Jeremy Corbyn is taking Labour ever further away from its traditional working class voters in the north and the midlands. As I say in The Sun today, the party now has a leader who didn’t sing the national anthem at St Paul’s, a shadow Chancellor who has praised the IRA, a shadow Home Secretary who thinks promising ‘controls on immigration’ is shameful and a shadow Foreign Secretary who sneers at those who fly the English flag.
This presents Ukip with an open goal and a chance to do to Labour in the north and the midlands what the SNP did to in Scotland following the independence referendum. Indeed, half of Labour supporters who backed Brexit already say they won’t vote for the party again.
But Ukip are too busy fighting with each other to take advantage of this opportunity. This raises the prospects of the Tories being able to do so.
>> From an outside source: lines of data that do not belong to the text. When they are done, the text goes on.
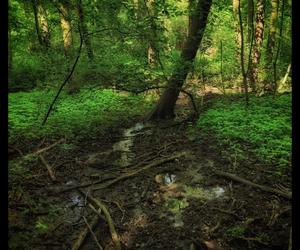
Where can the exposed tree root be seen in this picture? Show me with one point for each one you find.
(92, 233)
(133, 173)
(49, 168)
(84, 233)
(114, 234)
(287, 195)
(48, 147)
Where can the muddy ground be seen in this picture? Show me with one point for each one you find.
(178, 204)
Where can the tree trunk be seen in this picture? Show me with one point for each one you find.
(66, 28)
(86, 39)
(250, 20)
(152, 36)
(41, 23)
(244, 72)
(198, 16)
(271, 41)
(238, 38)
(36, 19)
(258, 39)
(9, 51)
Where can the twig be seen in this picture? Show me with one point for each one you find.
(50, 171)
(84, 233)
(287, 195)
(123, 176)
(114, 234)
(225, 211)
(92, 233)
(18, 150)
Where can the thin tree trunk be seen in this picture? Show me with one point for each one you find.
(66, 28)
(152, 36)
(277, 52)
(9, 51)
(271, 40)
(258, 39)
(244, 73)
(166, 104)
(235, 9)
(37, 26)
(43, 24)
(86, 39)
(283, 81)
(250, 19)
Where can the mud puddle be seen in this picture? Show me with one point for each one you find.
(125, 144)
(176, 196)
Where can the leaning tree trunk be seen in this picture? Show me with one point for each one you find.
(41, 23)
(152, 48)
(36, 19)
(198, 16)
(258, 39)
(66, 28)
(238, 37)
(271, 40)
(250, 20)
(86, 39)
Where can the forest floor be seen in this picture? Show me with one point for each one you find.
(170, 195)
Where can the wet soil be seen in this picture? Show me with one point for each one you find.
(180, 204)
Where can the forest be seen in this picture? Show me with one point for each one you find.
(150, 124)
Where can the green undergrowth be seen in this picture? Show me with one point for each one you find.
(85, 114)
(263, 129)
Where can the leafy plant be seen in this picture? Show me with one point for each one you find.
(264, 128)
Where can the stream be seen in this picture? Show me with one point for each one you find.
(175, 194)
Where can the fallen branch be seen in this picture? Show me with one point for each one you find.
(113, 232)
(92, 233)
(48, 147)
(287, 195)
(130, 174)
(84, 233)
(50, 171)
(139, 168)
(66, 80)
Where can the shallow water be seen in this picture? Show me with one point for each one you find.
(125, 144)
(176, 201)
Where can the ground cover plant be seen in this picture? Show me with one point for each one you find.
(87, 113)
(263, 128)
(156, 124)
May’s conference speech with her pledge to stand up to elites on behalf of ordinary working people was an attempt to reach these voters.
Now, the Tories—obviously—has lots of handicaps with these voters. But May and her team understand that voters don’t think in the left / right terms that Westminster does: most of them are left wing on the NHS, but right wing on immigration. So, May’s pledge to protect the NHS and clamp down on immigration puts her in line with them. If May can deliver on this agenda—and make it work economically, which might be the most difficult bit—she could make the Tories a truly national party again.